John Evans, Beam’s CEO, says his company has 10 programs underway. Although he wouldn’t say which diseases or targets those programs focus on, he did say they cover all the different methods that are being used to deliver CRISPR to target tissues in the body: so-called ex vivo approaches, which involves editing cells, such as immune and blood cells, outside of the body before introducing them into patients; lipid nanoparticles, which target the liver, and AAV, which are viruses that deliver genes and other molecules to tissues like the liver, eye, muscle and central nervous system.

Evans adds that in most of Beam’s programs, his team has been able to edit disease-causing mutations in human cells “at a therapeutic level” and will soon start testing the base editors in lab animals. He says that his company this year is moving beyond just cell-based studies of base editors “to making these things into medicines.”

That means looking at manufacturing, regulatory, and safety issues, including possible unintended edits made by CRISPR base editors beyond the targeted DNA site. Researchers showed the possibility of these “off-target edits” in two papers published last week in Science. One of the studies showed that one type of base editor—known as the cytosine (C) base editor, which converts C to T—made about 150 wrong edits in the mouse genome. The adenine (A) base editor, which switches A to G, made few off-target edits.

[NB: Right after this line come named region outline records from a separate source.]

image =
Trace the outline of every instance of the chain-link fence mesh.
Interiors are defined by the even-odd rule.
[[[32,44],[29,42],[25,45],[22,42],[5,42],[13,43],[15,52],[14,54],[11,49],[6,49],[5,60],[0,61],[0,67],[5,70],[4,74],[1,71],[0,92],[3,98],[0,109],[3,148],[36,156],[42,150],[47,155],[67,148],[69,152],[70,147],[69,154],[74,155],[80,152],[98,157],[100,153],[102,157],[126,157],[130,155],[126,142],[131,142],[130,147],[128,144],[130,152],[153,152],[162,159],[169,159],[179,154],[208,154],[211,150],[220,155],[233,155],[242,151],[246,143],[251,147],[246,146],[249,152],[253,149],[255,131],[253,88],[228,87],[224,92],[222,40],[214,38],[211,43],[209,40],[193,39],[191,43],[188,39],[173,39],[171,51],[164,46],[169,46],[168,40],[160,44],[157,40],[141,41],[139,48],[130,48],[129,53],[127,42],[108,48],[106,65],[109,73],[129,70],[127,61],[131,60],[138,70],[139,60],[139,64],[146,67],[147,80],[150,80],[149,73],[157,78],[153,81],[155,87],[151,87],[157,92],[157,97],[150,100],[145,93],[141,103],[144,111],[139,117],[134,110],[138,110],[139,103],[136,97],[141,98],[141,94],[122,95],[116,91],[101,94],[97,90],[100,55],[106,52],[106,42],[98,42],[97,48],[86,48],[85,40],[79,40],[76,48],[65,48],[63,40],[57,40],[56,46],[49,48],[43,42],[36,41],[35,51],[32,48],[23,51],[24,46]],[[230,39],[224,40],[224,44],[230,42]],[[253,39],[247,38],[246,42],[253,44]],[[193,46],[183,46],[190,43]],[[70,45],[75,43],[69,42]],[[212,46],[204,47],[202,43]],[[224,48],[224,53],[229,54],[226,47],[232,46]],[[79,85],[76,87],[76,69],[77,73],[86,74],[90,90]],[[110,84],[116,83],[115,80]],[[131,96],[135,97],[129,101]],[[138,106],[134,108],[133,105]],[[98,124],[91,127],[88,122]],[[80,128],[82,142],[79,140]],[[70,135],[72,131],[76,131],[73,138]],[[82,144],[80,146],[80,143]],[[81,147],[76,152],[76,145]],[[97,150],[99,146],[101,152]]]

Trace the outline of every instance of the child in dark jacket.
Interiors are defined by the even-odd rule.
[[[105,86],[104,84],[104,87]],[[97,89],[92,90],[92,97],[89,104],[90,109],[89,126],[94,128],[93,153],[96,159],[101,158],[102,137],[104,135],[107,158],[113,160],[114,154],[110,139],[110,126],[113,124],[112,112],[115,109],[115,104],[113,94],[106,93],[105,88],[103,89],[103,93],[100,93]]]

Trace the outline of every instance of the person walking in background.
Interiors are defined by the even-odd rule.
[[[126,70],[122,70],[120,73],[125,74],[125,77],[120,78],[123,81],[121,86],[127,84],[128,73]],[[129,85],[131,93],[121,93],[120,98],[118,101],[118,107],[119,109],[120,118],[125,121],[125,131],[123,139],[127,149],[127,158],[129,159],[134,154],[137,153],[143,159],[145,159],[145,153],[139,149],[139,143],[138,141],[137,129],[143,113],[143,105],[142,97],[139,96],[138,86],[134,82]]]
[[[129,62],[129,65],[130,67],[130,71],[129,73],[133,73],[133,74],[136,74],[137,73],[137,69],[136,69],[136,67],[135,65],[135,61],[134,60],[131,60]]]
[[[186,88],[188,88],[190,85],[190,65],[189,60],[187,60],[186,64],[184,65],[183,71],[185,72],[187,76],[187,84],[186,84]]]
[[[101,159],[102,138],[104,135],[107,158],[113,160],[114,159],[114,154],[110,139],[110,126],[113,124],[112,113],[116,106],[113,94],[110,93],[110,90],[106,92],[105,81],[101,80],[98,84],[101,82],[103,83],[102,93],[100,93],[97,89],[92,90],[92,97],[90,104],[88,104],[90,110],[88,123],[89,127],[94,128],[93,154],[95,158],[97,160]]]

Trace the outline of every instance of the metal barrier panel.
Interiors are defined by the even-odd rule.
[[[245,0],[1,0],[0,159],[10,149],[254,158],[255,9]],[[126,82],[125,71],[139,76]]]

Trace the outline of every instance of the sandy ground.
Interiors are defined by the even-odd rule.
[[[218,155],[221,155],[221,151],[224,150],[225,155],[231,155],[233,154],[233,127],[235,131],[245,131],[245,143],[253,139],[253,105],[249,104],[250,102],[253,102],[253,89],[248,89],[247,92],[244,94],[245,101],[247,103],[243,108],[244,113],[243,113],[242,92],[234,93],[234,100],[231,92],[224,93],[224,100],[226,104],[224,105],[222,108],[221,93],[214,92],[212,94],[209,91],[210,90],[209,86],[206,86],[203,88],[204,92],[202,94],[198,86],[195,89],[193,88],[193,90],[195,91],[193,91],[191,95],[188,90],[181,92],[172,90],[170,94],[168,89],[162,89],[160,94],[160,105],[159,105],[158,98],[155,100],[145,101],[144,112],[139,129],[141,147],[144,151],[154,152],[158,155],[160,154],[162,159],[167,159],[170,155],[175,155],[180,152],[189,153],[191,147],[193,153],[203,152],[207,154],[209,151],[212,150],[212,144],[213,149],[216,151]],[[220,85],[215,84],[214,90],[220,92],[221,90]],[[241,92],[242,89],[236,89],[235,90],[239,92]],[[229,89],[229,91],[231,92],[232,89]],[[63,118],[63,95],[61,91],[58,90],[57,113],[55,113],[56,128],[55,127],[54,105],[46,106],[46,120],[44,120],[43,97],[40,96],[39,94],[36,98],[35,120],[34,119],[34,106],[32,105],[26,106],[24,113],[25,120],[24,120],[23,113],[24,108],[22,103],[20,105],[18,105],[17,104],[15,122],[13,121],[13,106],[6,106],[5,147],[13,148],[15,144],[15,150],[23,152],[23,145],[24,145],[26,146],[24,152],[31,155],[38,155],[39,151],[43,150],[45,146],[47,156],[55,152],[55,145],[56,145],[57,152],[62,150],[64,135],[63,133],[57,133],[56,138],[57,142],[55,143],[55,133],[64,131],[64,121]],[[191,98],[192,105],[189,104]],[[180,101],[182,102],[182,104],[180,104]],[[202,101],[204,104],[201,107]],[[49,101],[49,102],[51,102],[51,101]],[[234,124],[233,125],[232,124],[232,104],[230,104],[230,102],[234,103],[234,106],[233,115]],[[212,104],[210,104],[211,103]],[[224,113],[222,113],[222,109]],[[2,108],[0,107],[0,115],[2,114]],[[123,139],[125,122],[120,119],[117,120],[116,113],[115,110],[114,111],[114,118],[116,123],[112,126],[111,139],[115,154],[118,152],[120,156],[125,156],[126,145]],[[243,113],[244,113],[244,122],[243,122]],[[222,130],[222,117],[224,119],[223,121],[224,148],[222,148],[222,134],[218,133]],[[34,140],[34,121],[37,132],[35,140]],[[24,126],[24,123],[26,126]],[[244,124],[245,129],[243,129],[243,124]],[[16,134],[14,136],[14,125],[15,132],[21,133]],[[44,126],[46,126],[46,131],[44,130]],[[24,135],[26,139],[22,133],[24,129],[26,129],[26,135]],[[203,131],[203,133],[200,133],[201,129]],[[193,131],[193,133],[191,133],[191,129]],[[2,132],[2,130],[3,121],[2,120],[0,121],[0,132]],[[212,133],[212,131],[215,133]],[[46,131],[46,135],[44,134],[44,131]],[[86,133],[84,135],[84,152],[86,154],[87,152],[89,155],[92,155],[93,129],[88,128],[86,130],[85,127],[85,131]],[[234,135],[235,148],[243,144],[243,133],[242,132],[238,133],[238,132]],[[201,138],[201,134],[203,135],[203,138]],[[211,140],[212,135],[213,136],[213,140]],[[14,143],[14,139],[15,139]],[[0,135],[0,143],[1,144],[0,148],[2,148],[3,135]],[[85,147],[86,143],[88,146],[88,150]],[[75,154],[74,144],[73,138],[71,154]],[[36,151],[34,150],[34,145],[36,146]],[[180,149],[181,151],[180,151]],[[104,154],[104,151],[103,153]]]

Evans says the papers were largely good news, because about half of all the single-letter mutations linked to disease can be addressed by the adenine base editor, which made almost no off-target edits and is a big part of Beam’s pipeline. Evans says the cytosine base editor would be useful for only about 17 percent of those mutations, and the new findings gives his team clues on how to improve this base editor.

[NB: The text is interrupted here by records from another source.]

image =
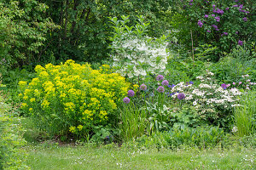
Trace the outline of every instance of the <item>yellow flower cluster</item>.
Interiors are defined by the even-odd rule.
[[[106,123],[131,85],[108,65],[93,70],[69,60],[60,65],[37,65],[35,71],[37,77],[30,83],[19,82],[22,109],[28,114],[37,110],[42,116],[57,115],[65,119],[60,123],[69,124],[71,133],[86,130],[89,124]]]

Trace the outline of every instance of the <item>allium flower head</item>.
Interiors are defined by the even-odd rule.
[[[141,90],[143,90],[143,91],[147,90],[147,86],[146,86],[146,84],[142,84],[142,85],[140,86],[140,89],[141,89]]]
[[[165,92],[165,88],[162,86],[158,87],[157,91],[159,93],[164,93]]]
[[[178,99],[183,99],[185,98],[185,94],[183,93],[179,93],[177,97]]]
[[[128,95],[129,97],[133,97],[133,96],[134,96],[134,94],[135,94],[135,93],[134,93],[134,91],[133,91],[133,90],[128,90],[128,94],[127,94],[127,95]]]
[[[124,101],[125,104],[129,104],[130,103],[130,99],[125,97],[125,98],[124,98],[123,101]]]
[[[164,86],[168,86],[168,85],[169,85],[169,82],[168,82],[167,80],[164,80],[164,81],[162,82],[162,85],[164,85]]]
[[[157,80],[157,81],[164,80],[164,76],[163,76],[163,75],[158,75],[158,76],[156,76],[156,80]]]
[[[248,19],[247,19],[247,17],[244,17],[242,20],[243,20],[244,21],[247,21],[247,20],[248,20]]]
[[[223,89],[227,89],[227,85],[224,83],[224,84],[221,85],[221,88]]]
[[[238,41],[238,45],[242,45],[242,43],[243,43],[242,41],[241,41],[241,40]]]

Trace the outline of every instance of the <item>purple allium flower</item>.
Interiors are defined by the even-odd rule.
[[[220,20],[219,16],[215,17],[215,20],[216,20],[217,22],[219,22],[219,20]]]
[[[158,76],[156,76],[156,80],[157,80],[157,81],[164,80],[164,76],[163,76],[163,75],[158,75]]]
[[[201,20],[198,20],[197,24],[200,27],[202,27],[203,26],[203,23]]]
[[[124,98],[123,101],[124,101],[125,104],[129,104],[130,103],[130,99],[125,97],[125,98]]]
[[[241,41],[241,40],[238,41],[238,45],[242,45],[242,43],[243,43],[242,41]]]
[[[227,88],[227,85],[224,83],[224,84],[221,85],[221,88],[222,88],[223,89],[226,89],[226,88]]]
[[[164,81],[162,82],[162,85],[163,85],[163,86],[168,86],[168,85],[169,85],[168,81],[164,80]]]
[[[183,93],[179,93],[179,94],[177,94],[177,98],[178,99],[183,99],[185,98],[185,94],[183,94]]]
[[[128,90],[128,94],[127,94],[127,95],[128,95],[129,97],[133,97],[133,96],[134,96],[134,94],[135,94],[135,93],[134,93],[134,91],[133,91],[133,90]]]
[[[142,85],[140,86],[140,89],[141,89],[141,90],[143,90],[143,91],[147,90],[147,86],[146,86],[146,84],[142,84]]]
[[[157,91],[159,93],[164,93],[165,92],[165,88],[162,86],[158,87]]]
[[[218,29],[218,26],[216,26],[216,25],[212,25],[212,26],[215,29]]]

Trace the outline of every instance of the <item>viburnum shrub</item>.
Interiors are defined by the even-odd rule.
[[[238,96],[242,93],[230,84],[218,85],[212,76],[208,71],[205,76],[197,76],[201,81],[198,86],[183,82],[173,85],[169,95],[174,100],[193,105],[205,122],[227,128],[225,122],[230,118],[232,109],[239,105]]]
[[[166,73],[168,52],[166,37],[153,38],[147,36],[149,23],[144,23],[143,16],[135,26],[128,26],[128,16],[122,16],[123,20],[111,18],[114,32],[110,37],[112,59],[117,72],[130,78],[157,72]]]
[[[234,45],[243,45],[245,41],[253,41],[255,1],[180,0],[175,3],[172,7],[176,12],[172,26],[179,31],[172,34],[189,47],[190,31],[195,46],[211,43],[222,52],[229,52]]]
[[[108,73],[106,65],[92,70],[69,60],[60,65],[37,65],[35,71],[31,82],[19,82],[21,109],[55,135],[84,136],[92,126],[116,120],[117,105],[130,87],[123,76]]]

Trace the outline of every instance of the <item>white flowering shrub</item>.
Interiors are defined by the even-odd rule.
[[[171,95],[176,99],[179,94],[184,94],[183,101],[192,104],[201,118],[226,127],[224,123],[229,121],[232,108],[239,105],[238,96],[241,92],[226,84],[216,84],[212,76],[213,73],[207,71],[205,76],[197,76],[201,81],[198,87],[182,82],[172,88]]]
[[[148,73],[167,73],[166,65],[169,53],[166,37],[148,37],[145,32],[149,23],[144,23],[143,16],[138,17],[137,26],[131,27],[126,25],[130,21],[128,17],[122,16],[122,19],[111,19],[114,32],[110,37],[113,41],[110,48],[116,71],[130,78],[144,76]]]

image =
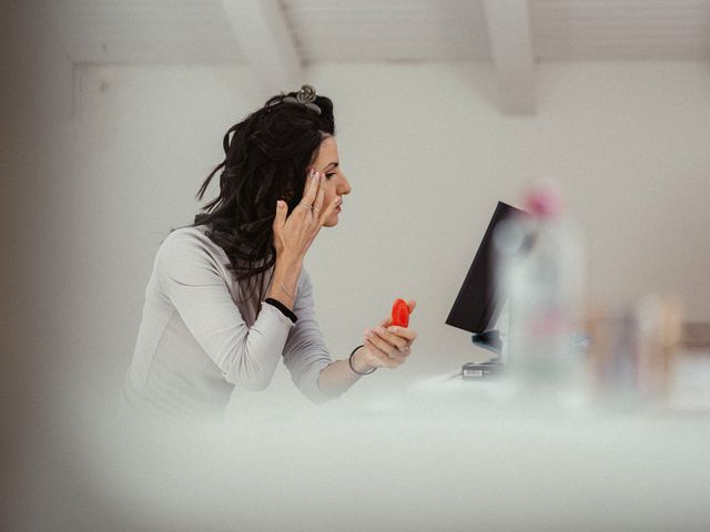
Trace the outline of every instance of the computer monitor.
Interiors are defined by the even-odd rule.
[[[503,221],[523,213],[524,211],[498,202],[456,301],[446,318],[447,325],[473,332],[474,344],[498,355],[501,346],[495,325],[506,295],[496,278],[494,233]]]

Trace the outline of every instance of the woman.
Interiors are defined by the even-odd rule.
[[[234,386],[266,388],[282,356],[298,389],[320,402],[407,359],[415,331],[385,319],[334,361],[315,320],[303,259],[321,227],[337,225],[351,192],[334,134],[333,104],[310,85],[270,99],[227,131],[226,156],[197,198],[222,170],[220,195],[155,256],[128,405],[219,413]]]

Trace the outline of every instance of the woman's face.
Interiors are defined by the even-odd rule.
[[[351,184],[345,177],[343,170],[339,165],[337,156],[337,142],[334,136],[327,136],[321,143],[318,155],[313,163],[313,167],[323,174],[325,174],[325,182],[322,186],[325,186],[325,197],[323,198],[323,206],[328,205],[335,196],[344,196],[351,193]],[[325,219],[323,224],[325,227],[333,227],[337,225],[338,216],[341,214],[343,203]]]

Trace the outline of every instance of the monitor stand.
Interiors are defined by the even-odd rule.
[[[478,380],[495,377],[499,375],[504,368],[503,362],[503,341],[498,329],[489,329],[478,335],[471,336],[471,341],[484,349],[493,352],[493,357],[485,362],[467,362],[462,368],[462,378],[465,380]]]

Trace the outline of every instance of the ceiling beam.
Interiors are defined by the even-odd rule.
[[[534,114],[535,58],[527,0],[484,0],[490,54],[506,114]]]
[[[221,0],[234,37],[267,94],[296,91],[302,59],[277,0]]]

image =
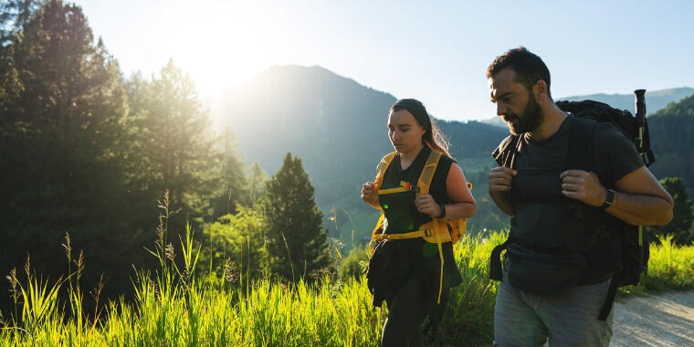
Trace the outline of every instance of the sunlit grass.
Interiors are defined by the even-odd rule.
[[[451,292],[438,334],[441,343],[491,341],[497,285],[489,280],[487,267],[491,248],[505,237],[466,237],[454,247],[464,282]],[[669,241],[652,245],[648,276],[626,292],[694,288],[694,246],[677,247]],[[136,300],[110,301],[102,315],[79,311],[82,296],[69,279],[41,279],[27,265],[25,285],[13,271],[9,278],[21,310],[5,321],[0,345],[379,345],[386,310],[372,308],[363,277],[334,280],[326,276],[296,285],[263,279],[247,290],[234,283],[219,285],[224,279],[193,276],[198,250],[192,247],[192,232],[181,240],[184,261],[180,269],[161,245],[152,254],[160,258],[162,268],[155,274],[138,272],[133,281]],[[67,312],[57,295],[59,290],[72,293]]]

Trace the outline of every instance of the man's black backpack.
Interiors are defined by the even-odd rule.
[[[637,94],[637,99],[643,100],[642,98],[643,92],[640,95]],[[631,112],[627,110],[614,109],[607,104],[594,100],[559,101],[556,104],[562,110],[572,113],[577,121],[574,121],[569,140],[569,161],[572,167],[593,171],[601,176],[600,173],[595,170],[594,126],[596,122],[605,121],[612,123],[628,139],[632,140],[647,166],[655,162],[655,156],[650,150],[650,138],[643,103],[638,105],[643,109],[639,111],[644,114],[640,120],[632,116]],[[642,136],[639,136],[639,131],[643,131]],[[520,146],[519,136],[509,136],[494,151],[492,156],[500,165],[514,168],[516,154],[520,151]],[[604,184],[605,184],[603,177],[601,177],[601,181]],[[618,249],[615,249],[615,252],[618,255],[615,258],[619,259],[620,264],[614,264],[615,270],[607,298],[598,317],[602,321],[605,321],[609,315],[615,300],[616,288],[638,285],[641,274],[647,269],[649,258],[648,240],[647,237],[644,237],[642,226],[631,226],[616,218],[612,218],[612,220],[616,221],[617,224],[613,227],[613,232],[616,234],[615,237],[618,240],[616,247]],[[489,279],[501,279],[499,255],[507,245],[508,241],[498,246],[492,251],[489,264]]]

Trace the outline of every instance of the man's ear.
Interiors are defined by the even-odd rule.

With the new funding, Evans says Beam will use new tools to look for off-target edits, improve existing base editors, develop new ones, and move the programs toward clinical testing. He declined to say when Beam, which now has 70 employees, will reach the clinic, but says he hopes to share more data and other details about the programs in the next year.

The latest funding for Beam comes from earlier investors F-Prime Capital, ARCH Venture Partners, Eight Roads Ventures, and Omega Funds. Several new investors joined the round: Redmile Group, LLC; Cormorant Asset Management; GV; Altitude Life Science Ventures, and other undisclosed investors.